Applications of neural networks in Computer Go
Date
Authors
Journal Title
Journal ISSN
Volume Title
Publisher
Abstract
A conventional brute force game program defines a board evaluation function that heuristically measures the merit of each board position. It finds the best computer response by exhaustively searching through a game tree, whose edges are the moves and nodes are the resulting board positions. The oriental board game Go does not succumb to this brute force approach, because of the high branching factor at the leaf nodes of the search tree, and a computationally intractable evaluation function. This dissertation explores reinforcement learning for implementing a computer program that plays Go. Reinforcement learning has been highly successful in learning the evaluation functions for a fewgames, such as checkers, Othello and backgammon. Two different reinforcement learning approaches to computer Go have been examined in this research.

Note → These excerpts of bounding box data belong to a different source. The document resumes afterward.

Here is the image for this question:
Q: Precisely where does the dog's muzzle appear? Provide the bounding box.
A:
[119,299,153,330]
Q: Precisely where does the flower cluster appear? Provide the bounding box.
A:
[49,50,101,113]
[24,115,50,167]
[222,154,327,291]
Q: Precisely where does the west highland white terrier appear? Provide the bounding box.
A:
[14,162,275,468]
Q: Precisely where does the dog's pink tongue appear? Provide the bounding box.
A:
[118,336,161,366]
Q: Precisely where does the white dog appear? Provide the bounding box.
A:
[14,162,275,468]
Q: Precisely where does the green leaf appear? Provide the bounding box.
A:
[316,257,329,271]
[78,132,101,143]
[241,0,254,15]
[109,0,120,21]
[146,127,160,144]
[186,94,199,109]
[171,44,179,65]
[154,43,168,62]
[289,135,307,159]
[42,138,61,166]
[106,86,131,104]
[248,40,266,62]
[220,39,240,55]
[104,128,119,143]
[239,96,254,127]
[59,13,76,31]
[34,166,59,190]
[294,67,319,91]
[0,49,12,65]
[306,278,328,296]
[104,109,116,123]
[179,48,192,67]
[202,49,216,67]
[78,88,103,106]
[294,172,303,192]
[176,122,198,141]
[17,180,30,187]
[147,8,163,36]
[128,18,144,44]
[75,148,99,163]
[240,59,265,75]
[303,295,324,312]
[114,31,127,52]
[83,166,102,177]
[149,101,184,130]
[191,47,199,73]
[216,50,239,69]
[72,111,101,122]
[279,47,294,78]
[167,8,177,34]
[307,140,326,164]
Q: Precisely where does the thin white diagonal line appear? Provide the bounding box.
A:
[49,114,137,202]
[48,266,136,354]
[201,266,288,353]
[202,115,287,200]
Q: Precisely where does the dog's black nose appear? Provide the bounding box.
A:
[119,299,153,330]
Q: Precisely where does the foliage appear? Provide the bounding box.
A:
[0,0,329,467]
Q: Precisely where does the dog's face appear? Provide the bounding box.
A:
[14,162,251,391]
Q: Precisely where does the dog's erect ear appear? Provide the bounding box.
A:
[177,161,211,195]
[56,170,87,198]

The first approach combines the temporal difference method with the mixture-of-experts architectures for neural networks. The networks learned reasonable Go evaluation functions for 9x9 boards and were able to defeat a public domain, rule-based Go program.
The second approach features a hybrid and modular architecture that incorporates search techniques with machine learning algorithms. This approach implemented 19x19 Go. After training, the network evaluation function was able to correctly score 69 professional games out of 100 test games, to an error margin of ±5 points. The selective move generator in the network learned to screen professional Go moves more than 63% of the time within the top 20 network moves on 10,000 test positions. A prognosis for future research on Go is also discussed. This hybrid system of neural networks and artificial intelligence used in 19x19 Go is suitable for attacking complex search and decision problems, such as gene sequencing.